Então, alguns dias antes da noite de Natal, outra carta chegou. Mesmo tamanho, mesma cor. mas esta não tinha o selo do correio. E não havia sido entregue por seu primo. Havia sido colocada em sua penteadeira.
- Há alguns dias um homem grande passou por aqui e pediu que eu entregasse isto a você. - explicou uma das outras dançarinas. - Disse que você iria entender a mensagem.
- Ele esteve aqui? - perguntou ela ansiosa.

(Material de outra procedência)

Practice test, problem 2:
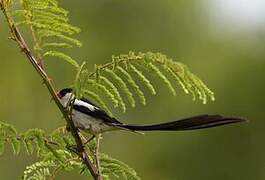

A mulher levantou os ombros.
- Suponho que sim.
Madeline engoliu a seco e olhou para o envelope. Ela o abriu e removeu o cartão. "Sei onde você está", lia -se, "sei o que você faz. Isto não muda o que sinto. O que eu disse nas outras cartas ainda é verdadeiro".
- Mas eu não sei o que você disse - declarou Madeline. Ela pegou uma carta do topo da pilha e leu. Então a segunda e a terceira. Cada uma delas possuía a mesma frase. Cada sentença fazia a mesma pergunta.
Em questão de segundos o chão estava coberto de papéis e seu rosto em lágrimas.
Após uma hora ela estava no ônibus. "Tenho que chegar a tempo." 
Os parentes estavam começando a sair. Joe estava ajudando a vovó na cozinha, quando seu irmão o chamou do subitamente silencioso aposento.
- Joe, tem alguém aqui que quer vê-lo.
Joe saiu da cozinha e parou. Em uma mão a moça carregava uma mochila, na outra um cartão. Joe viu a pergunta em seu olhos.
- A resposta é sim - disse ela ao pai. - Se o convite ainda estiver de pé, a resposta é sim.
Joe mal podia acreditar.
- Oh, meu convite está de pé!
Então os dois dançaram novamente na noite de Natal.
No chão, próximo à porta, havia uma carta com o nome de Madeline e a pergunta de seu pai.
"Você viria para casa e dançaria novamente com seu papai?"

Deus só está esperando a nossa resposta!